In our case, $\mathbb{E}(S) = np$ and $\text{Var}(S) = np(1-p)$. The PDF of the “Gaussian you would expect” is $p(S = x) \approx C \cdot \exp(-(x - np)^2 / 2np(1-p))$

for an appropriate normalizing constant $C = 1/\sqrt{2\pi n p(1-p)}$. Let’s rewrite that with $x = np + \delta\sqrt{n}$: $p(S = np + \delta\sqrt{n}) \approx C \cdot \exp(-(\delta \sqrt{n})^2 / 2np(1-p)) =C \cdot \exp(-\delta^2/2p(1-p))$

This is (up to the factor of $C$) the expression appearing in the Chernoff bound! Thus we can think of the Chernoff bound as expressing an “even when $n$ is small” version of the CLT, with a little bit of loss from $1/\sqrt{2\pi}$ to $2$ in the multiplicative factor.
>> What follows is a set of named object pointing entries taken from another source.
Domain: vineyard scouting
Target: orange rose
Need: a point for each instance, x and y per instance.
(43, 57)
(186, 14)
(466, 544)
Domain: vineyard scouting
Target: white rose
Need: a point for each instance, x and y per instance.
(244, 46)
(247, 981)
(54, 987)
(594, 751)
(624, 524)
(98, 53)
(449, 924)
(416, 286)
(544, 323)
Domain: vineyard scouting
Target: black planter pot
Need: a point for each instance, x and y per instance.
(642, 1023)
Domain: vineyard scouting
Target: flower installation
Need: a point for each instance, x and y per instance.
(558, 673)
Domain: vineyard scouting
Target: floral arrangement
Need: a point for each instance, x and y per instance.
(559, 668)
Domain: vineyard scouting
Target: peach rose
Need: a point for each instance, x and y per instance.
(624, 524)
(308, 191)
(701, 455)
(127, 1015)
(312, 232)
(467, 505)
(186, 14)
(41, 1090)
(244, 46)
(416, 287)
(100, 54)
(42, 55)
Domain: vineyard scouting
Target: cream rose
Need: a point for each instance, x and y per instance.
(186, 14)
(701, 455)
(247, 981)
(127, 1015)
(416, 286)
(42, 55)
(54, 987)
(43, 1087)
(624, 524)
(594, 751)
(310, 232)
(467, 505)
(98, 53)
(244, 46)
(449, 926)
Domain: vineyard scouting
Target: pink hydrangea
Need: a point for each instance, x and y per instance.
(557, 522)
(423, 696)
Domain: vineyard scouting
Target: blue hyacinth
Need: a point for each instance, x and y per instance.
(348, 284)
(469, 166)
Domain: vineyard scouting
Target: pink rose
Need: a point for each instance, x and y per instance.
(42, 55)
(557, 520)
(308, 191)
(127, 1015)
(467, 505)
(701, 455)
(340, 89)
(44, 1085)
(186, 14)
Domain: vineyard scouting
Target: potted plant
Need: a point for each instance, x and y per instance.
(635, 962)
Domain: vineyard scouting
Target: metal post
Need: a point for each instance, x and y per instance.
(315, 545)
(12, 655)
### Using the CDF instead of the PDF

We lost some credibility at one point in the technique above: we actually should have been looking at the cumulative probability $\text{Pr}[\left|S - np \right| \geq \delta \sqrt{n}]$

Instead we noticed that the Chernoff bound can be remembered by looking at the PDF (and ignoring a nonconstant factor) $p(S = np+\delta\sqrt{n})$

But using the CDF instead of the PDF actually gives the same expression, and with a truly constant factor. Let’s compute: $\text{Pr}[\left|S - np \right| \geq \delta \sqrt{n}] = 2\int_{np+\delta\sqrt{n}}^\infty p(S = x) d x$ $= 2\int_{\delta\sqrt{n}}^\infty 1/ \sqrt{2\pi np(1-p)} \cdot \exp(-x^2 / 2np(1-p)) d x$

If we break up the integral into little $\sqrt{n}$ size pieces from $\delta \sqrt{n}$ to $\infty$, the integral on a piece $[k\sqrt{n}, (k+1)\sqrt{n}$ looks like $\int_{k\sqrt{n}}^{(k+1)\sqrt{n}} 1/ \sqrt{2\pi np(1-p)} \cdot \exp(-x^2 / 2np(1-p)) d x$ $\leq1/ \sqrt{2\pi np(1-p)} \int_{k\sqrt{n}}^{(k+1)\sqrt{n}} \exp(-k^2 / 2p(1-p)) d x$ $= 1/ \sqrt{2\pi p(1-p)} \exp(-k^2 / 2p(1-p))$

The exponent increases faster than linearly,  and it is the only thing that changes in $k$, so this contribution to the integral goes to 0 faster than geometrically.  Therefore the integral is bounded by an infinite geometric series with initial term proportional to $\exp( -\delta^2/2p(1-p))$. Therefore the cumulative probability is (up to a constant) the expression in the Chernoff bound $\exp(-\delta^2/2p(1-p))$

and this time the constant is actually constant!